Olivier Van D'huynslager
5 min readNov 8, 2020

As we explained in the earlier post, convolutional neural networks are helpful when it comes to classifying single objects. In practice, it allows for us to feed an image into the network and if all goes well it outputs its corresponding label or class (for instance the object-number of the object it relates to). Aside from the tons of data (images), you actually need for training such a CNN, it’s a fairly straight forward process developing one when using the TensorFlow APIs. [read here]. However, what we set out to achieve was not only to recognize objects in a given series of photographs or videos but also about localizing them, and even doing so for multiple objects at a time. This is what we’ll be looking at in this second part. Exit CNN- Enter R-CNN.

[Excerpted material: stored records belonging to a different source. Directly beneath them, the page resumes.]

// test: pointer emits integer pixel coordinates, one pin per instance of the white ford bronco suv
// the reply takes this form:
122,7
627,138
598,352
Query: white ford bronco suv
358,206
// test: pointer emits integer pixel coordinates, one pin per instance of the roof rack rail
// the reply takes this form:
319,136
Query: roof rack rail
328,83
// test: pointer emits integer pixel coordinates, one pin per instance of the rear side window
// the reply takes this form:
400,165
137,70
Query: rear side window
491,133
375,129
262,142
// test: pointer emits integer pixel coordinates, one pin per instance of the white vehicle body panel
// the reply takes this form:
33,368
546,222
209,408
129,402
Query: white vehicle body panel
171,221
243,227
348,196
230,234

Regions with Convolutional Neural Networks or R-CNN combine rectangular region proposals [basically bounding boxes] with convolutional neural network (CNN) features. However, developing our very own model proved to be more challenging then we expected:

  • problem 1: the introduction of big data; deep learning needs tons of raw data. answer 1: I gathered 3000+ images of 37 different objects (let’s call those classes from here on out). — not nearly as much as I wanted, but I'll have to do for now. — (there are approx. 300 objects on display at Object Stories, the goal is to get them all).
  • problem 2: deep learning relies on heavy computing power (GPUs and TPUs) and for one, being a mac user, Apple does not like Nvidea, who also happens to be the producer of the GPUs we need. And even if they did, buying the necessary processors would be very expensive! answer 2: via Google Cloud VM we can harness the GPUs and TPUs at Google to do our own training, this is not local, and it does come with a price tag — but it works. At least as long as you’re not building something that competes with their own R&D. So if you’re trying to build a self-driving car, you can forget about it. (btw; you could train on CPU but it won’t take you far though).
  • problem 3; it still takes a long time to train our model. In this case, it took a whole day’ — and for this, the only answer is; find something else to do in the meantime.

As mentioned above — in order to train our model we will have to annotate all our images with classified regions. This is a tedious and time-consuming task, but it needs to be done. There are several tools to help us do so, LabelImg being one of them. This tool allows you to load in a directory of images, annotate them, and spits out an XML (pascal-VOC) containing our metadata.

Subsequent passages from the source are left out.